The United Steelworkers union overwhelmingly approved a new contract yesterday that will boost labor costs in the nation's basic steel industry by at least one-third over the next three years.
The new agreement appears, however, to be in compliance with the Carter administration's voluntary wage guidelines. Under the White House anti-inflation program, the union is allowed wage and benefit increases of 31.3 percent.
Although actual costs under the contract may go higher than the guidelines permit, a major cost item to the industry -- improved pension benefits to retired workers -- is exempt from the guidelines.
Neither steel industry officials nor representatives of the Council on Wage and Price Stability would publicly comment yesterday on the new agreement. Privately, however, both the industry and the government expressed concern the settlement would force future price increases in the industry.
The nation's steel industry has been losing ground in recent years to import competition in domestic markets, forcing plant closings and thousands of layoffs in the past year.
Union representatives yesterday expressed satisfaction with the contract. "It's the richest in the history of the union," said USW Vice President Joseph Odorcich, according to the Associated Press.
The contract was approved on a 333-42 vote by the union's ratifying committee, which met in Pittsburgh. Basically, the contract calls for:
A 25 cent-an-hour wage increase the first year, a 20-cent hourly pay raise the second, and a 15-cent hourly pay increase the third year.
Maintenance of the union's current cost-of-living adjustment benefits which, according to union spokesmen, would add about $2.60 more to the hourly wage at the end of the third year.
Sacrificing cost-of-living benefits due next month to help pay for improved pension benefits.
Raising the pensions of workers who retired before 1965 to $12 monthly for each year of work -- effectively doubling pension benefits for some retirees.
Pegging pension benefits for workers who retired after 1965 to increases in the consumer price index.
The contract between the United Steelworkers and the Coordinating Committee Steel Companies, representing the nation's nine largest steel firms, covers an estimated 285,000 smaller companies employing nearly 170,000 workers are expected to follow the coordinating committee's lead.
The contract talks, which began last February, were conducted under the guidelines of the industry's 1973 Experrimental Negotiating Agreement, the most important provision of which bans national strikes or lockouts.
The ENA requires labor and management parties to submit unresolved disputes to an arbitration panel which would be empowered to make a final decision.
In exchange for the no-strike agreement, the industry guaranteed 3 percent wage increases at the beginning of each contract year, subject to additional increases which might be negotiated.
Under ENA, the industry also agreed to give each employe a $150 bonus "because (of) economic advantages (that) could accrue to the companies' by eliminating strike shutdowns and the product stockpiling done by some companies in anticipation of strikes.
Before and during the latest contract talks, there was much speculation that the steel companies would fight to get rid of ENA, because of its expense.

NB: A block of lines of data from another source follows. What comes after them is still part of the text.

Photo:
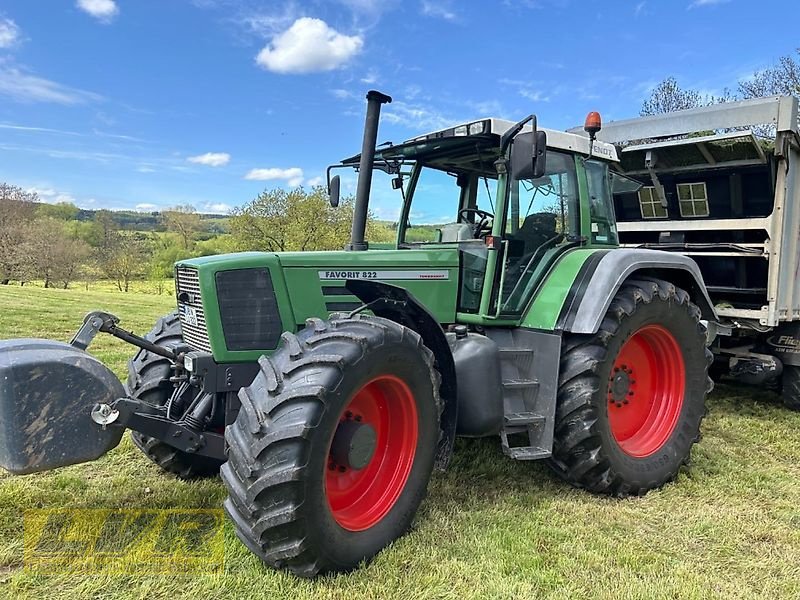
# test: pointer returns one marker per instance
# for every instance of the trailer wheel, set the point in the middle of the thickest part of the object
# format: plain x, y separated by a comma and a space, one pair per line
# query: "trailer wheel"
631, 397
148, 380
331, 453
791, 387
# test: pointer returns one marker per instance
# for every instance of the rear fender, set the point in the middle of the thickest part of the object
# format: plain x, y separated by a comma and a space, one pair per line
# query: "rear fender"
47, 391
604, 272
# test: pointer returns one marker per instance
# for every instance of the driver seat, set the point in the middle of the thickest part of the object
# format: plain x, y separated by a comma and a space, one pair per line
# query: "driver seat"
455, 232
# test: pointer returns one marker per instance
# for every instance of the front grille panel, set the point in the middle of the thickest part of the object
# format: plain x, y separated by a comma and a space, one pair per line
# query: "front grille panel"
190, 309
249, 309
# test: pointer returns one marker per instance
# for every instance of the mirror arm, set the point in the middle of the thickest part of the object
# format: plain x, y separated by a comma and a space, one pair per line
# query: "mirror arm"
509, 135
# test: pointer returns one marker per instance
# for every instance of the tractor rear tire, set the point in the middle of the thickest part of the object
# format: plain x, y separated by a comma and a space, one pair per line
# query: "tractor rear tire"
631, 397
148, 380
331, 452
790, 394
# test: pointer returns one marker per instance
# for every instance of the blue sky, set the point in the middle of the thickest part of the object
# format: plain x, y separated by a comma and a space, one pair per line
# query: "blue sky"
146, 104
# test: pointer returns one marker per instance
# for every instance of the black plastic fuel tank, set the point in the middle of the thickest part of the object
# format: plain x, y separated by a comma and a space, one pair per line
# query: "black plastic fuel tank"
47, 391
480, 395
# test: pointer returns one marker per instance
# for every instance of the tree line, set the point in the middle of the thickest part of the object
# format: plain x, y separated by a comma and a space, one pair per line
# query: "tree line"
50, 244
780, 79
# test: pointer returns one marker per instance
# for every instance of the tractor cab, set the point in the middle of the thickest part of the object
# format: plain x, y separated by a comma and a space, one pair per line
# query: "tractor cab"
476, 187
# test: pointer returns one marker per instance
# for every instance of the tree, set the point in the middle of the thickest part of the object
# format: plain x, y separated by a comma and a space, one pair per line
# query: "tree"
65, 211
17, 211
779, 80
184, 221
279, 220
51, 255
125, 259
668, 96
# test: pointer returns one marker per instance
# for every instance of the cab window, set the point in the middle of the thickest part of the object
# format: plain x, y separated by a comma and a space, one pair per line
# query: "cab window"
448, 207
601, 207
542, 216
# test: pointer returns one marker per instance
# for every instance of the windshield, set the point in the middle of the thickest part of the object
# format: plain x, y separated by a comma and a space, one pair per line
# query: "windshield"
447, 206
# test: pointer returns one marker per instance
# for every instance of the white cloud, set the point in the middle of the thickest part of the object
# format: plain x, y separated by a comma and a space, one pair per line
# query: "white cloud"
24, 87
699, 3
438, 8
52, 196
293, 175
102, 10
308, 46
370, 78
9, 33
343, 94
211, 159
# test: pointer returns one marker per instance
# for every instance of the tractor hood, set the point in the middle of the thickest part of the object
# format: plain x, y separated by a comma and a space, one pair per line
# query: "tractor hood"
237, 305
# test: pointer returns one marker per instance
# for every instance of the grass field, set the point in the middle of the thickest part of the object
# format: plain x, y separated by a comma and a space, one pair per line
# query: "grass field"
728, 527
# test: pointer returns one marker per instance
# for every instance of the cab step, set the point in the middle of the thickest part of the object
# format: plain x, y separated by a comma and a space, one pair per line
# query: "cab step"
529, 370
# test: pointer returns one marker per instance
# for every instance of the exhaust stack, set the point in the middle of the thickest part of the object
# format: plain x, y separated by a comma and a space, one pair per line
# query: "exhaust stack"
374, 101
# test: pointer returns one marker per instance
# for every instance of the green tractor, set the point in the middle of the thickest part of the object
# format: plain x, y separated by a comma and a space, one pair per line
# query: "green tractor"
324, 387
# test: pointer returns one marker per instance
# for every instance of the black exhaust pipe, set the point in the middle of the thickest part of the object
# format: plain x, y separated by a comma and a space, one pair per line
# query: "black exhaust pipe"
374, 101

However, one source close to the negotiations said yesterday that the ENA question "has been left hanging in the air for the time being."
The basic steel contract settlement, which replaces a pact expiring Aug. 1, is important to other major industry agreements ending in the next few months. The steel industry, because of its important position in the national economy, is often the wage settlement pattern setter for key manufacturers.
Groups which may attempt to follow steel's lead include nearly 700,000 employes of the American Telephone and Telegraph Co., whose contracts expire Aug. 9, and 42,000 workers for the nation's three largest aluminum producers -- Aluminum Co. and Reynolds Metal Co.
Agreements with The Big Three aluminum companies are scheduled to end May 31.